Fonte: Subsecretaria de Comunicação em 12 de Dezembro de 2017

Empresas que estiverem envolvidas em casos de corrupção ficarão impedidas de firmar contratos com o Governo de Mato Grosso do Sul. Isso é que determina decreto normativo publicado pelo governador Reinaldo Azambuja no Diário Oficial do Estado (DOE) desta terça-feira (12.12). Conforme a norma, o impedimento se dará após processo administrativo em que ficar comprovada a má atuação da instituição.

O Decreto n° 14.890, de 11 de dezembro de 2017, regulamenta a Lei Federal n° 12.846, de 2013. "É a chamada Lei Anticorrupção, que torna mais ágil a punição de empresas que atuam à margem da lei", explica o controlador-geral do Estado, Carlos Eduardo Girão.

Na prática, as pessoas jurídicas que forem objetos de investigação na Justiça também passarão por processos administrativos dentro da Controladoria-Geral do Estado (CGE) e da Procuradoria-Geral (PGE), podendo sofrer sanções administrativas, como o impedimento de prestar serviço ao Governo durante até dois anos.
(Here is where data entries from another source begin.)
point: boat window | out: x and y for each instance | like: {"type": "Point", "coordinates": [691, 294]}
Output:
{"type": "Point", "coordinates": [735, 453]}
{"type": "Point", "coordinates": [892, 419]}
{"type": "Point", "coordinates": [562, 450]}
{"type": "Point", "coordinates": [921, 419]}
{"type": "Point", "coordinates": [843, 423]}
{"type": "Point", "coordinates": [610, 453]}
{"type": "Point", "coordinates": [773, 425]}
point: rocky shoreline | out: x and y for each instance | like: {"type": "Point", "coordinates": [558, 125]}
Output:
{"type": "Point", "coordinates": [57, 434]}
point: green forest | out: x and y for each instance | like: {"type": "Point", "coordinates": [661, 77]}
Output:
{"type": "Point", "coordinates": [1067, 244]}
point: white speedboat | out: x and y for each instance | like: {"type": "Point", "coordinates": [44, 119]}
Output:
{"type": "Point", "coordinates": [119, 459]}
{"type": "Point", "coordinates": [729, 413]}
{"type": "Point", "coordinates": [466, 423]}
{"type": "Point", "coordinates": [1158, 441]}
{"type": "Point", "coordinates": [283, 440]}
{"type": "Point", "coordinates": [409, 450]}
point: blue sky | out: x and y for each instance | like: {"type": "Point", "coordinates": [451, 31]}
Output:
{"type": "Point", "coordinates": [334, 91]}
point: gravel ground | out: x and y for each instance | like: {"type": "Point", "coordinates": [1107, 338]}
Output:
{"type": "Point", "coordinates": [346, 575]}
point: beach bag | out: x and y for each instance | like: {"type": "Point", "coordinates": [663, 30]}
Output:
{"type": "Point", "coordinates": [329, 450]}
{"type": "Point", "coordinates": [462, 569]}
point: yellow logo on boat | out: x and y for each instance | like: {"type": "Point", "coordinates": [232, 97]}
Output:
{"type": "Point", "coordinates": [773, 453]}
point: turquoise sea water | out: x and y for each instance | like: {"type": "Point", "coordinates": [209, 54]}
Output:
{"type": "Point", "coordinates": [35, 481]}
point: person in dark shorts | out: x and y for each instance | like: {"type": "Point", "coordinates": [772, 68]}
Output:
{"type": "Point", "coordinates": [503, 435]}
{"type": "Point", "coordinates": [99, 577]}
A norma é mais uma das ações do Governo do Estado para ampliar a transparência. "Isso é bom para Mato Grosso do Sul e melhora ainda mais o ambiente de confiança que nosso governo está transmitindo à sociedade. Transparência é um dos fatores que dão segurança. A credibilidade do nosso governo é uma conquista de toda população", afirmou o governador Reinaldo Azambuja.

Com o regulamento, o Estado tem 60 dias para concluir uma investigação preliminar de casos envolvendo empresas com vínculos com o Executivo. Essa primeira investigação pode ser arquivada ou transformada em Processo Administrativo de Responsabilização (PAR) - que tem prazo de 180 dias para ser finalizado. O período é inferior a trâmites judiciais, o que torna o processo do Executivo mais ágil.

"No meio do procedimento os envolvidos podem propor um acordo de leniência, para trazer novos fatos e diminuir a penalidade", completa Girão. Para o controlador-geral do Estado, o decreto privilegia organizações privadas que têm boa prática de governança. "Acreditamos que com esse instrumento podemos dar mais agilidade e coibir empresas que atuam à margem da lei", pontuou.